Let me know if she had any rods to match those lures.

Sent from my 831C using Ohub Campfire mobile app


----------



## MuskieWolverine (May 16, 2012)

If she has any 13" Grandma Lures, I'm interested. Of course, she could save going through the middle man and just donate the lures to me! haha


----------



## backlashed (Mar 19, 2011)

turkeyt said:


> Sell them as a lot because it's too time consuming to sell by each and people will drive you nuts. Lay them out and take a few pics and post them over in market place on this site. Average price for a brand name new lure is 15 to 25. Price them in lots of 50 or so. That's how I would do it.


Good idea but lots of 50 are a bit much, I'd go more to lots of 10.


----------



## kparrott154 (Mar 26, 2007)

backlashed said:


> Good idea but lots of 50 are a bit much, I'd go more to lots of 10.

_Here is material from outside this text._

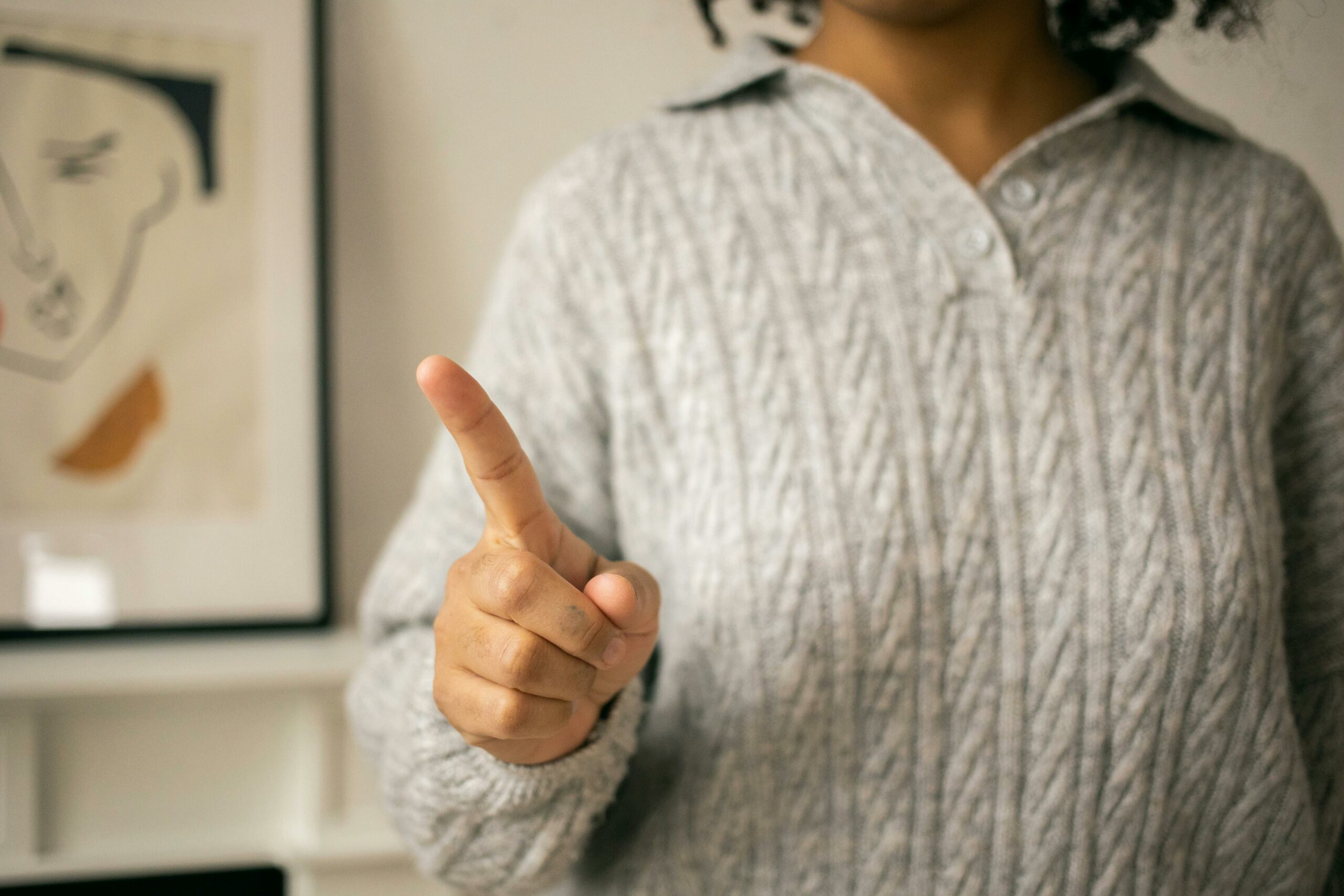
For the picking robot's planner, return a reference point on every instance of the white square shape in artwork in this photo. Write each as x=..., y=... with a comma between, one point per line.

I agree with backlashed, the small the lot the better. Even with lots of 5-10 be ready for the "if you decide to separate I'll buy the _______ lure" posts/emails 

Sent from my HTC One mini using Ohub Campfire mobile app


----------



## Lazy 8 (May 21, 2010)

They're only worth a couple of dollars each. At least that's prolly what he told her when he bought em!


----------